God falls out of the Sky and reappears as Consciousness Itself!

I’m sitting here back in my room looking at the spectacular cliffs of Montserrat soaring up outside and I am stunned. I hardly know how to write at this moment. I’ve just come back from a staggeringly powerful session at the teaching hall – it was way up there on the Richter scale - and I feel as if I have been catapulted into a new reality.

“There’s a vast desire to become, too enormous to comprehend, passionate, overwhelming. That’s how God feels all the time about creating the universe.”

What exactly happened? Well, I’ll get to it in a short while as I hopefully force myself to be coherent.
But firstly: Up until now the focus has all been on the timeless dimension of consciousness and basically it is clear from the previous three days, that anyone who puts their attention there will experience the absolute dimension of the Self beyond time.
The simple non metaphysical summing up and interpretation of all this is:

The message of consciousness is that everything is OK

Everything always has been OK and always will be OK. It’s the answer to the perennial question ‘Who am I?’ and it’s been our experience: fullness, completion, lacking nothing. We have been tasting the tremendous confidence and indestructibility of the absolute nature of consciousness.
But this is not the whole picture because it leaves out the world and it leaves out human beings. In a new post-postmodern spirituality (there must be a better way to say this!), this unity or oneness experienced in consciousness would have to become the foundation and ultimate reference point.
The other half of the picture is: How do we as human beings manifest that oneness in the relative world? It’s up to us to become a conscious agent of that oneness in the world; the task is to make that singularity manifest.
Now Andrew launched into a passionate and searing exposition of this “other half of the picture”:


“The mythical God fell out of the sky and reappeared as consciousness itself”

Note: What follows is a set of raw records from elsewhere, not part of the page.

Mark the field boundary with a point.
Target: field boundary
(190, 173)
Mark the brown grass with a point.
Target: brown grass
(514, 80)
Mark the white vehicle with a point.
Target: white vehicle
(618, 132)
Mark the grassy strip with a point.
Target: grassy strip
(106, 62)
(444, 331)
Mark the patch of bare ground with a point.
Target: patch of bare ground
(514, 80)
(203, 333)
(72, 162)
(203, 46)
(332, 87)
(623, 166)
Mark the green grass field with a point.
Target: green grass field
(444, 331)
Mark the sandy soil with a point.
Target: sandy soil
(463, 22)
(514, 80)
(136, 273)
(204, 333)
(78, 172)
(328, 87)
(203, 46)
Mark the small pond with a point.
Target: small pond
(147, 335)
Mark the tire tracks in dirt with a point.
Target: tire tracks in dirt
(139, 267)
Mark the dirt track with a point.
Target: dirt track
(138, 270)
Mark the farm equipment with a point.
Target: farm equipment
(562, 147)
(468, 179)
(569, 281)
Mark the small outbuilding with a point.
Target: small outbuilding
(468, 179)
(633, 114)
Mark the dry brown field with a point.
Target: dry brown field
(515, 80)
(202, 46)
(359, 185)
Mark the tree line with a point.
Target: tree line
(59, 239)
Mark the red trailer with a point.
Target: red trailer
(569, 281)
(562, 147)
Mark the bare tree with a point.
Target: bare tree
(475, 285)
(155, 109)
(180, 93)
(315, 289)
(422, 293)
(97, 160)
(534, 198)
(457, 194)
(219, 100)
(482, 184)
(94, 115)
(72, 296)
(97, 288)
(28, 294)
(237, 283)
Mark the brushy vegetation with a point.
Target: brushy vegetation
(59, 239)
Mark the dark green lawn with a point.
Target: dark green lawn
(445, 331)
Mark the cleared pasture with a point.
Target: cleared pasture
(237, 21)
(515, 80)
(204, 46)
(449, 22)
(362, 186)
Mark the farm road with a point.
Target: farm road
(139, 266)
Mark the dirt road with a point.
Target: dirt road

This one line nicely sums up several centuries of human development: from premodern to modern to postmodern and now to post-postmodern!
It’s only very recently in human development that we could recognize that which had always been seen as an external object, as now being a non dual singularity in the one who realizes it. From the mythical God who was an external object of devotion, we have gone through the secular and materialistic post modern culture to finding God again. This is a very radical turn around to say the least! Andrew speaks with great passion:

“As consciousness, the formless God only wants to be. But when he/she/it takes form, I call it the evolutionary impulse. There’s a vast desire to become, too enormous to comprehend, passionate, overwhelming. That’s how God feels all the time about creating the universe. It’s almost an agonizing state as it’s never fulfilled. It’s a compulsion to create the universe and it is intense. The project has barely begun. That’s why, without the unmanifest nature, God wouldn’t be able to bear his/her passion to create!”

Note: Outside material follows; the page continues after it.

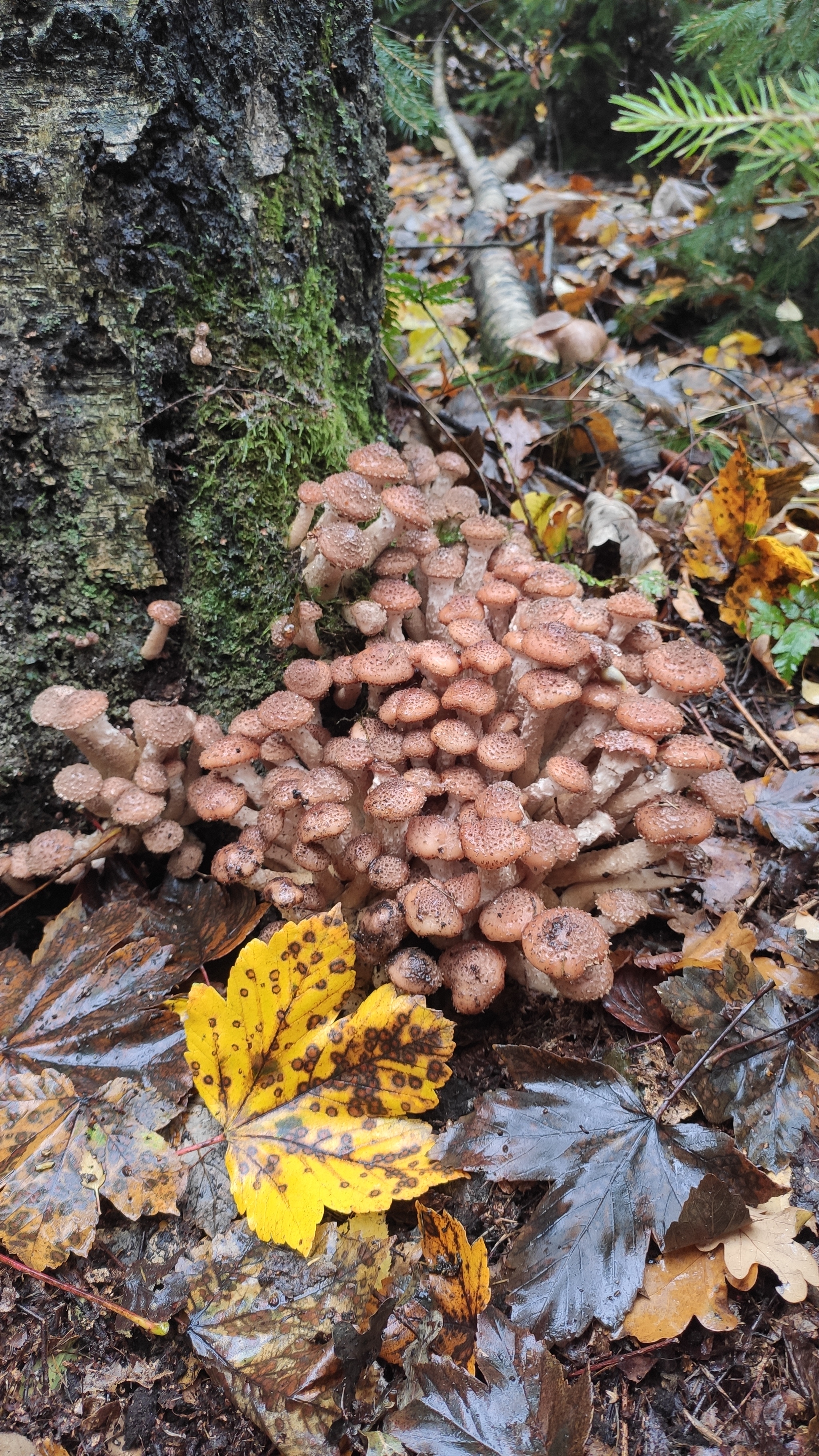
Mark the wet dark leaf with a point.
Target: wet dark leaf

OK, powerful mindblowing stuff – but you may think, what has this all got to do with me?
Well, the thing is, what was being conveyed in this tidal wave of a talk from Andrew, is that this is all about us – about me, about you. Suddenly it’s no longer cosily my life, when I begin to let this in. “My” life doesn’t make any sense from this cosmic perspective. This life is for a much vaster purpose – for the evolution of consciousness. And it’s not abstract. It’s a shocker to realize that the surge of inspiration and passion that this evokes in me, is none other than this impersonal evolutionary impulse itself. I can’t keep God or the evolutionary impulse safely at a distance. To paraphrase the old war enrollment poster:


Consciousness needs You!

When God becomes manifest, that’s what Andrew calls the authentic self – or the cosmic or universal conscience. It’s an impersonal function of consciousness which is a passionate concern for the evolution of consciousness.
Andrew continues in a similar vein and leaves me completely blasted, barely able to walk back to my room at lunch time.

In the afternoon people follow up on this theme now that we are embracing the world and humanity as well, and not just abiding in unmanifest consciousness. How the enlightened self engages with the life process is the big question?
Or more directly and close to home: What happens when the retreat is over and I open my mouth?!
Abiding in the ground of being is not an end in itself in evolutionary enlightenment. It’s the ultimate relief from the past, from all our wounds and trauma and our fear and doubt. But it’s a means to an end – which is about awakening to the authentic self and participating fully in the life process. This is the post-post modern version of religious sentiment i.e. “Thy will be done.”
Walking back from the teaching hall, the world looks different, intensified with new meaning, as I gaze down from the promenade to the vast vista of the river far down below the mountain. Even the towering and improbably shaped rock faces of the mountain above seem to vibrate with life.